Battles/wars World War I
Awards Distinguished Service Order
Military Cross & Bar
Distinguished Flying Cross
Croix de Guerre (France)

Andrew Edward McKeever DSO, MC & Bar, DFC (21 August 1894 – 25 December 1919) was a Canadian World War I two-seater flying ace who, in conjunction with his gunners, was credited with 31 victories. He was the highest scoring pilot on Bristol F.2 Fighter.

Early life

McKeever was born in Listowel, Ontario, Canada, to Bella Henderson and William McKeever, a grocer and butcher. After attending Toronto's Central Technical School, McKeever worked as a teller until 1916.

Military service

McKeever joined the Queen's Own Rifles of Canada, a militia unit, as a private. He remained with them until November, 1916, when he was accepted into the Royal Flying Corps. He sailed for England for training on 25 November 1916. He was commissioned a probationary lieutenant on 5 December.

Following training, he was assigned on 28 May 1917 to No. 11 Squadron, which was flying obsolete F.E.2s. They re-equipped shortly thereafter with Bristol F.2A fighters, sometimes referred to as the Brisfit. Among McKeever's tasks were photographic reconnaissance, with his observer wielding a hand-held camera and taking the photos. Although the Brisfit could do this job well, it was as fast as the Fokkers that opposed it, as well as maneuverable enough to be flown like a single-seater.

McKeever began his career as an ace by destroying a D.V on 26 June 1917 and sending down another out of control.
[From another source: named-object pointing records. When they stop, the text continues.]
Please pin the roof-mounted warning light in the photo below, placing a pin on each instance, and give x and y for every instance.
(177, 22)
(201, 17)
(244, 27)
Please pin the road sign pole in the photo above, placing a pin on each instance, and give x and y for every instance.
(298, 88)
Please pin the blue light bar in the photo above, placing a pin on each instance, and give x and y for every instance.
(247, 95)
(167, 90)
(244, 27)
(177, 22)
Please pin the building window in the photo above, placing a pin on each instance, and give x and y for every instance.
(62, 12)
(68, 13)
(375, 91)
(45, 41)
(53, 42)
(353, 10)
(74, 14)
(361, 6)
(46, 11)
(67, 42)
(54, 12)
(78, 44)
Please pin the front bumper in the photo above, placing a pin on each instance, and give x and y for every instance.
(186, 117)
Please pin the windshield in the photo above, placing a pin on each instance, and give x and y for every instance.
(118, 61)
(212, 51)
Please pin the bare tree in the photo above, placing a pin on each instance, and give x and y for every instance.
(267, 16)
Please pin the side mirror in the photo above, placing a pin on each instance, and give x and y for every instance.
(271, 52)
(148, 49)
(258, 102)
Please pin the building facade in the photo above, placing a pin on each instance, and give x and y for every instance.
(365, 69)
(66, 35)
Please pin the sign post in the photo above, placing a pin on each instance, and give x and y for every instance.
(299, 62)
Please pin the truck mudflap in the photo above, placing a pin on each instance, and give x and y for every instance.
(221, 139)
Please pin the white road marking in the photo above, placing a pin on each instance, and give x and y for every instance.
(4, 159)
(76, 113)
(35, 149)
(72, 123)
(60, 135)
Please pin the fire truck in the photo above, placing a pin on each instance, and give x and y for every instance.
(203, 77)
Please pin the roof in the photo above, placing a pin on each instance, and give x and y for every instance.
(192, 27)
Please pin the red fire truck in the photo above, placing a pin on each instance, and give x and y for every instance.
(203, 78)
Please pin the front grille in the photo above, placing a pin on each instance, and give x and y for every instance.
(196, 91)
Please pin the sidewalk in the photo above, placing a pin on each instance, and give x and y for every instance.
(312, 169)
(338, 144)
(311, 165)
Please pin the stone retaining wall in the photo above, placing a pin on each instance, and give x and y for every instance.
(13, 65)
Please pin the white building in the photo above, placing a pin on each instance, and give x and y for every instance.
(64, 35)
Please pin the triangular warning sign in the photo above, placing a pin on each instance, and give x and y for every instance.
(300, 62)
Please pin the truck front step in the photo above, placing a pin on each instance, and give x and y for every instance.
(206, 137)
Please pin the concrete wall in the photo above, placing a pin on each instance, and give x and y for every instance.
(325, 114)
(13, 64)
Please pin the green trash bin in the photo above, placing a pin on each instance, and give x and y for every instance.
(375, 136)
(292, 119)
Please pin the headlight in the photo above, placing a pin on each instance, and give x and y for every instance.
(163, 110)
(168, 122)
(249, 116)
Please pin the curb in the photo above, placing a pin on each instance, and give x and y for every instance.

On 7 July, he and Powell knocked down three more, with one destroyed and two falling uncontrollably out of the battle. McKeever would repeat this feat of triple victories on three more occasions, on 5 August, 23 September, and 31 October 1917.

On 3 October, when his score reached 20, Lieutenant McKeever was awarded a Bar to the Military Cross he had gained a month prior.

On 30 November 1917, while flying Brisfit A7288, he ended his career by attacking two German two-seaters protected by a flight of seven Albatros D.Vs. The D.Vs paid dearly for their protective role, as McKeever and Powell destroyed four of them, one of which burned. When Powell's gun failed, McKeever feigned being shot down and dived out the battle. He leveled off at only 25 feet altitude and, hidden from enemy planes by a shield of fog, hightailed for home. The remaining Germans broke off contact. This epic battle earned the Distinguished Service Order for Captain McKeever.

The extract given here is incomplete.